Bariatric Surgery for weight loss in obese patients with type 2 diabetes helped many to reduce their blood sugar to healthy levels and not need more medication for the disease three years after the procedure, according to data presented at a major medical meeting on Monday.
The operation also helped patients to reduce the need for treatments for high blood pressure and cholesterol and led to improvements in quality of life compared with those who received medical therapy for weight loss, the researchers discovered.
The study, called Stampede, which involved 150 obese patients who had type 2 mellitus diabetes for at least eight years, was led by researchers at the Cleveland Clinic.
They compared two types of surgery for weight loss with weight loss achieved with diet and exercise along with advice from nutritionists and, in some countries, additional drugs for diabetes which may help promote weight-loss, such as Novo Nordisk’s Victoza.
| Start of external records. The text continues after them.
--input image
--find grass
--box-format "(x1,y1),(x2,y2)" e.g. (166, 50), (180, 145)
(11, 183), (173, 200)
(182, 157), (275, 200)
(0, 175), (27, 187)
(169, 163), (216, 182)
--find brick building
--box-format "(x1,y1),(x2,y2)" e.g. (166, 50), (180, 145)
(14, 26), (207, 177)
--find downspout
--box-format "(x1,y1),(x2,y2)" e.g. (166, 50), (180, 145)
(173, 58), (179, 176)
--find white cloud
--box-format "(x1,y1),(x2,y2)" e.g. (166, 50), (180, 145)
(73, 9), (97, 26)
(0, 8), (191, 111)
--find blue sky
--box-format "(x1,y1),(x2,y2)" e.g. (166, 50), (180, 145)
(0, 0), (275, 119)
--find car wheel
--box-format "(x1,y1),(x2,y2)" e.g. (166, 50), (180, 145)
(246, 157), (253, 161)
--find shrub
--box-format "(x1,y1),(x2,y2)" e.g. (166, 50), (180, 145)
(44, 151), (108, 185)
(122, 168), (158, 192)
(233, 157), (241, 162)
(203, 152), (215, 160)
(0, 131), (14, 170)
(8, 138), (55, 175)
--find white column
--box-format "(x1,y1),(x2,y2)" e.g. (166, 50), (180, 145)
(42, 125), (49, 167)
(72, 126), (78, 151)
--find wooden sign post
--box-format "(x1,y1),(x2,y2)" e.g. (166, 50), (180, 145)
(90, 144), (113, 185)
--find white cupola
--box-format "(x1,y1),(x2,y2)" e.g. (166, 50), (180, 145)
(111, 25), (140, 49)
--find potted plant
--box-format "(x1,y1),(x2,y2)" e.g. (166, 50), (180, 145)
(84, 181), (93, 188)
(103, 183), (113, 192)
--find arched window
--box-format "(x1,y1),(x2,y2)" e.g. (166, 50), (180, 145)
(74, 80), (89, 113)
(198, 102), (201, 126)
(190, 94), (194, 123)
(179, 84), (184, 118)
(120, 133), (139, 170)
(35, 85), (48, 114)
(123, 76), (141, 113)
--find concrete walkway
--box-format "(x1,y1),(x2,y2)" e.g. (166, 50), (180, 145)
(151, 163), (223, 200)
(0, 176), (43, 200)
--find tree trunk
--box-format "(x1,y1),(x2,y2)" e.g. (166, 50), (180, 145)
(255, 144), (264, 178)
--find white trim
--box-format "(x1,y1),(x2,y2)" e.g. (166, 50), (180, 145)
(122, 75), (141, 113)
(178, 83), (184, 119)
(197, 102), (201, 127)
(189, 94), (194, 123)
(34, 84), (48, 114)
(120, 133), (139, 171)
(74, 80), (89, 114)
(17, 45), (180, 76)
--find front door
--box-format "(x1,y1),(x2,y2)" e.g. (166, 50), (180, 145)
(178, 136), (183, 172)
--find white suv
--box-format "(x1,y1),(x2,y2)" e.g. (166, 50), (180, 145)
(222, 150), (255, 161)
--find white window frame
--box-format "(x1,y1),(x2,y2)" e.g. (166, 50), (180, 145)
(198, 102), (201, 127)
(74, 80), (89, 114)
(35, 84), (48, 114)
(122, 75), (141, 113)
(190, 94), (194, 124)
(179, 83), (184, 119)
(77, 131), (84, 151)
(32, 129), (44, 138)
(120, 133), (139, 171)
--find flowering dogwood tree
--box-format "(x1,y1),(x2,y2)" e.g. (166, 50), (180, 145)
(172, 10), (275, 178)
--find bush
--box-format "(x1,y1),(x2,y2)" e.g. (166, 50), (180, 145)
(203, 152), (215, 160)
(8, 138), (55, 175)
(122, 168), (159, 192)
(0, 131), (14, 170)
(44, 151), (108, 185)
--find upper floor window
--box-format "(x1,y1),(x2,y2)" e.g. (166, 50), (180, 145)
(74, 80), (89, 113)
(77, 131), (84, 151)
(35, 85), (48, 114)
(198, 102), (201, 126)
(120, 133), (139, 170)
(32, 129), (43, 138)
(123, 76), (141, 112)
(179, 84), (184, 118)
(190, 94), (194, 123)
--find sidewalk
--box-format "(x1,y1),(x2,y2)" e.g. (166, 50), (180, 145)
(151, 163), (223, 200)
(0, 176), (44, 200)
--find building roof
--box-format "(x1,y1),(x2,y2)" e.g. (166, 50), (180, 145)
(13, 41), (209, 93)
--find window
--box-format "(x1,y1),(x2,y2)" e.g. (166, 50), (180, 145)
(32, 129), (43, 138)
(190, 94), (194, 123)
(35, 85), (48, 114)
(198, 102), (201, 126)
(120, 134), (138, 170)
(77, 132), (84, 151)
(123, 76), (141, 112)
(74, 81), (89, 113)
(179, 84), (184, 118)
More than one third – 37.5 per cent- of the patients who underwent a gastric bypass and a quarter of those who had a gastrectomy were able to acheive levels of sugar in the blood below those recommended by the American Diabetes Association (ADA) and did not need more drugs to control it, researchers said.
This compares with only 5% of the patients in the medical therapy group who achieved an Figure equal to or less than six per cent.The ADA recommends levels of seven per cent or less.
Three years later, only 5 to 10 percent of the patients with surgery still used insulin, compared with 55 per cent of those of the medical therapy group.